Life's circumstances and challenges won't be valid excuses when face to face with the One who set the bar as having "gave Himself up for her." (Eph. 5:25) Don't let His high bar, however, discourage you because the good news is His Spirit resides in you to assist, direct, and enable you on how exactly you are to love your beloved as He does. She is yours - treat her with care.

Proverbs 11:24 says, “One person gives freely, yet gains even more; another withholds unduly, but comes to poverty.” Cause and effect, siblings; cause and effect. It really isn't complicated. The husband provides the care...or neglect. The wife, in turn, responds to what is or is not given.

The condition of a martial relationship goes back to the basics. At a wedding the question is asked, “Who gives this woman to be married to this man?” Who is given and who is receiving? The one who receives is ultimately saying, “I take responsibility for her from now on.” What does it mean to be responsible? It means “the trait of being answerable to someone for something, worthy of or requiring responsibility or trust.”

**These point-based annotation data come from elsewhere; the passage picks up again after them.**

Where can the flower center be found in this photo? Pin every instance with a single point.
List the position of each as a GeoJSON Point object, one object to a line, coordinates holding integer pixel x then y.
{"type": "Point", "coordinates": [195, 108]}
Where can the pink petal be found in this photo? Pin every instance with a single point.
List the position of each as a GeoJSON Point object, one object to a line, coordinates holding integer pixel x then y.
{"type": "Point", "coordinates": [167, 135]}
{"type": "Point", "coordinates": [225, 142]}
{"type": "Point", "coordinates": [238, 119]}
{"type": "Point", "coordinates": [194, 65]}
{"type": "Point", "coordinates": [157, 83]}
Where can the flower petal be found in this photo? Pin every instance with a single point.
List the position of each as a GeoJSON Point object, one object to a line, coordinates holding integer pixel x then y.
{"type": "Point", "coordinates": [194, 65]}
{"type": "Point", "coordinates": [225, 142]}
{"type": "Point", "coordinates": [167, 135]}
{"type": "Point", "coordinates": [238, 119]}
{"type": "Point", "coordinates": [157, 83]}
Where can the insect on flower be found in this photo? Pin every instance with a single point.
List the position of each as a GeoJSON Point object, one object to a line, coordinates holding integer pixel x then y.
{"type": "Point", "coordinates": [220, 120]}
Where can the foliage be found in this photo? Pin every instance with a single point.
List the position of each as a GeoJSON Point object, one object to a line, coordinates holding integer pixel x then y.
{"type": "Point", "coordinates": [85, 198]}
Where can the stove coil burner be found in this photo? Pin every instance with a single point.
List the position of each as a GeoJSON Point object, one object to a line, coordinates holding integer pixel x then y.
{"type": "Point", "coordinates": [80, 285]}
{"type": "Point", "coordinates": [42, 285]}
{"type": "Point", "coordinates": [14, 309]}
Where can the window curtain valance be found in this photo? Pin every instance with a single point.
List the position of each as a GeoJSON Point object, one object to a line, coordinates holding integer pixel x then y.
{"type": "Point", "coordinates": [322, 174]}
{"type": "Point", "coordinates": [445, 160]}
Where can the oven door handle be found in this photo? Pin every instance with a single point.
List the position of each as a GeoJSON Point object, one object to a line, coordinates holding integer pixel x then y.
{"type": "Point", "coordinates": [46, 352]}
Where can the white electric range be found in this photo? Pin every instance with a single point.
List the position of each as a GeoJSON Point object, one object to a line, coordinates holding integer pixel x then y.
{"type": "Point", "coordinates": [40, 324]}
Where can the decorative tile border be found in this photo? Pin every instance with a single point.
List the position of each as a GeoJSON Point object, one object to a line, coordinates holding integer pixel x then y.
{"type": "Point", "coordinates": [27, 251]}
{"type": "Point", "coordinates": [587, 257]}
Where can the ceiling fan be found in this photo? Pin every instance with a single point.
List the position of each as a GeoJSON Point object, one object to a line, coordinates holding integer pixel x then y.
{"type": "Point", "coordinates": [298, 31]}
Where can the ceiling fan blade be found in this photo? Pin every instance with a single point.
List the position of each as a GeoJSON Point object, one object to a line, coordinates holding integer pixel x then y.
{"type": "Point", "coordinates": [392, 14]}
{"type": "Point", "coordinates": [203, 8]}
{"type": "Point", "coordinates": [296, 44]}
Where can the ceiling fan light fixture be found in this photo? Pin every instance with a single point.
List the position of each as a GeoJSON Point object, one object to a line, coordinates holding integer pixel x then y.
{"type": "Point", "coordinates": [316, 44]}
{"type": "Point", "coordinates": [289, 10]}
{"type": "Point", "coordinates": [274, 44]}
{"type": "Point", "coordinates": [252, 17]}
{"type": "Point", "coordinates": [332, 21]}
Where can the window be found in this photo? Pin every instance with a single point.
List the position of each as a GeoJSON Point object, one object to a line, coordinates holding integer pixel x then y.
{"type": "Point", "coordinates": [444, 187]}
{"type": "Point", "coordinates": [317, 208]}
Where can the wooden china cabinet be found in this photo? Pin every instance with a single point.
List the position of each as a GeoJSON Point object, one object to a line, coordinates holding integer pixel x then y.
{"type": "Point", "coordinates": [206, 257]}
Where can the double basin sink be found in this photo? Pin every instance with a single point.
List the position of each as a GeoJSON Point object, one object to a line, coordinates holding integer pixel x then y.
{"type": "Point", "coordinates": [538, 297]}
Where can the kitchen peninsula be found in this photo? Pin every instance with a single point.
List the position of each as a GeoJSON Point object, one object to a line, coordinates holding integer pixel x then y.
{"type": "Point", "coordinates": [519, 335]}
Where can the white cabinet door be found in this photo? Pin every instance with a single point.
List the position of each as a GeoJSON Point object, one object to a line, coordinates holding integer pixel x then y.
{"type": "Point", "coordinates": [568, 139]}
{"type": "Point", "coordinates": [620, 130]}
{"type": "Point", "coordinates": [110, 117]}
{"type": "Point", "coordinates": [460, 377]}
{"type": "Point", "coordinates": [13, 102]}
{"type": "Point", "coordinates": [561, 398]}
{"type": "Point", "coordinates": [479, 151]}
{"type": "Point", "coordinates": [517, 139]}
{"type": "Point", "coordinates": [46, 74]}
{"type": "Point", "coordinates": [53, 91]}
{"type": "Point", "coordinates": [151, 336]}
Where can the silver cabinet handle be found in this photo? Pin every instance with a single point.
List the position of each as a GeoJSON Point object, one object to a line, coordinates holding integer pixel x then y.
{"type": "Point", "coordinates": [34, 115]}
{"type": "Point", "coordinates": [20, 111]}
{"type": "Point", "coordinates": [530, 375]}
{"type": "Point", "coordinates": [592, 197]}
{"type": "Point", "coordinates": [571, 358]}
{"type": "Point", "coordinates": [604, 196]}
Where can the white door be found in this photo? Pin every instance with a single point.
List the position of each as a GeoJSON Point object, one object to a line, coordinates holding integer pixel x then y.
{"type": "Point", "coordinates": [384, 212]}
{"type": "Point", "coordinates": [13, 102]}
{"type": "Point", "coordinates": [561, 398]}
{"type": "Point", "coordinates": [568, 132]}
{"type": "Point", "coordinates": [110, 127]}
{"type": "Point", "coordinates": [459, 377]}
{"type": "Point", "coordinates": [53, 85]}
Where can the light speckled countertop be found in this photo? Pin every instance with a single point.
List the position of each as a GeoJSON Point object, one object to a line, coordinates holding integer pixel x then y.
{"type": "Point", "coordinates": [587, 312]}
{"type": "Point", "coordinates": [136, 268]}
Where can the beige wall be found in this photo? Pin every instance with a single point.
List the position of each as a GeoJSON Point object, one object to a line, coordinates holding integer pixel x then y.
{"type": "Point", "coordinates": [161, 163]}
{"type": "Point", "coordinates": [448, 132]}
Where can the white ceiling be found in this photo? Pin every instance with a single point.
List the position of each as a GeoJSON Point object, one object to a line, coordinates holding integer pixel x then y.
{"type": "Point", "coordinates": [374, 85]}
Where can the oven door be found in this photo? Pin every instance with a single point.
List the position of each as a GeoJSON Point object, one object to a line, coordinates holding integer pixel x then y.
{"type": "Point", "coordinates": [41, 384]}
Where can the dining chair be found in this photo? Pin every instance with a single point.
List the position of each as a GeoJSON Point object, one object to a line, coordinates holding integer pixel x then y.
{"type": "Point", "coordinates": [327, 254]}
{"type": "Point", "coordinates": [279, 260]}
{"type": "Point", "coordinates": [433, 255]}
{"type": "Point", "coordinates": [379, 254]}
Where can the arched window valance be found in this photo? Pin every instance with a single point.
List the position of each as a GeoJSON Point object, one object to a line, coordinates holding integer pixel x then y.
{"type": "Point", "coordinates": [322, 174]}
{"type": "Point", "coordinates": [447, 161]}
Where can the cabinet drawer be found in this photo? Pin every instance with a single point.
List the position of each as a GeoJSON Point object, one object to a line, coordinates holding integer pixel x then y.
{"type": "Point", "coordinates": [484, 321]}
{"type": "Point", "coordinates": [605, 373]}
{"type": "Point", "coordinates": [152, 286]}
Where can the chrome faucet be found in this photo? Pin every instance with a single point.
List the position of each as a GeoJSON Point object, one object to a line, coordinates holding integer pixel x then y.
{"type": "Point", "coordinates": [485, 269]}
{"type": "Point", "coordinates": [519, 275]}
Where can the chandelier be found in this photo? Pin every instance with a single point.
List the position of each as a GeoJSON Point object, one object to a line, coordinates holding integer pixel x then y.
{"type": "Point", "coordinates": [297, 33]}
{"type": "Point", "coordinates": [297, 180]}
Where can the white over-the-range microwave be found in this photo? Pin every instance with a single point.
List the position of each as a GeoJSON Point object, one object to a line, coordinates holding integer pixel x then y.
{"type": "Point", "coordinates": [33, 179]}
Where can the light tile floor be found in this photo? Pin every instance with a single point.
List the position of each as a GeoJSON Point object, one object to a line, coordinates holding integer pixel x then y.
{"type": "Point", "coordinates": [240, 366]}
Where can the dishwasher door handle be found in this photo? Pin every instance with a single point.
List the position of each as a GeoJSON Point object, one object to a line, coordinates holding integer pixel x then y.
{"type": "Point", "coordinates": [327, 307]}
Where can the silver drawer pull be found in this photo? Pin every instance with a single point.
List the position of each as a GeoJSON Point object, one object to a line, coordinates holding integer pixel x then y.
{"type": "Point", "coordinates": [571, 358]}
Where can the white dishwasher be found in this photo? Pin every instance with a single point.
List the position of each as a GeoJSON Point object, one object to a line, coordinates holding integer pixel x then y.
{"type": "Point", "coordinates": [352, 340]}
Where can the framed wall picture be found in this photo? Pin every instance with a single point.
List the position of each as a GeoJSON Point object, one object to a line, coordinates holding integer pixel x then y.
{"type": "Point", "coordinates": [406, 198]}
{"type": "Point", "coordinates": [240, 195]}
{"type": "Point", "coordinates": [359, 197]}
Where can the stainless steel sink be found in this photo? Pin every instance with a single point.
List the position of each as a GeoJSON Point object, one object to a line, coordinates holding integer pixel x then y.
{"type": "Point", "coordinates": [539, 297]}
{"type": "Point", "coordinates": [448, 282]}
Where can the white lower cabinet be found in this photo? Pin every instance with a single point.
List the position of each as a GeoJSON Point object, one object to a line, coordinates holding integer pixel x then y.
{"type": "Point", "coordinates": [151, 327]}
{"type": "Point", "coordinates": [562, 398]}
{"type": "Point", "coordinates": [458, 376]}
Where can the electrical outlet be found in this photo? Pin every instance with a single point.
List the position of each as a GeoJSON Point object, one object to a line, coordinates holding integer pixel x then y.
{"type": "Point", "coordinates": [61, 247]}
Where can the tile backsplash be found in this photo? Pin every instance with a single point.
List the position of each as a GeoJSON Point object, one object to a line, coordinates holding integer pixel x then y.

I have sat with sister after sister whose husband never took responsibility for the condition of her heart, whose husband allowed the weed seeds to root and grow in his life-field and thus in hers, or whose husband knowingly sowed unrighteous, wicked seed, and yet too often was quick to point out what she did or didn't do. Tragic... utterly tragic... are the degrees of brokenness I have seen because responsibility was forsaken and hollow excuses offered; the “dying roses” as I call them.

I see the gray in my sisters' eyes. I hear the brokenness in their voices. I feel the pain in their hearts. If you do not take anything else away, brothers, take this with you:

Women are the responders to care... and to neglect.

Husbands, please don't feed everything else in your life and then wonder why your wife-plant doesn't yield the desired fruit, wilts, and dies. Don't blame her for her own death when she was entrusted to you.

If death has not yet come, count yourself fortunate, weed your life-field of unrighteous distractions and toxic weeds you have permitted to overtake both it and thus her, and then steadfastly begin to feed her. With God's help, prayerfully, she will regain strength and find new life with you.

Be a man that “gives freely, and gains more.” (Proverbs 11:24)

I tell you most sincerely your wife was created to bloom on your watch. The question remains: Will you give her what she requires to thrive as God desires, or will she be denied and counted among the dying roses?

“To him who sows righteousness will be a sure reward.”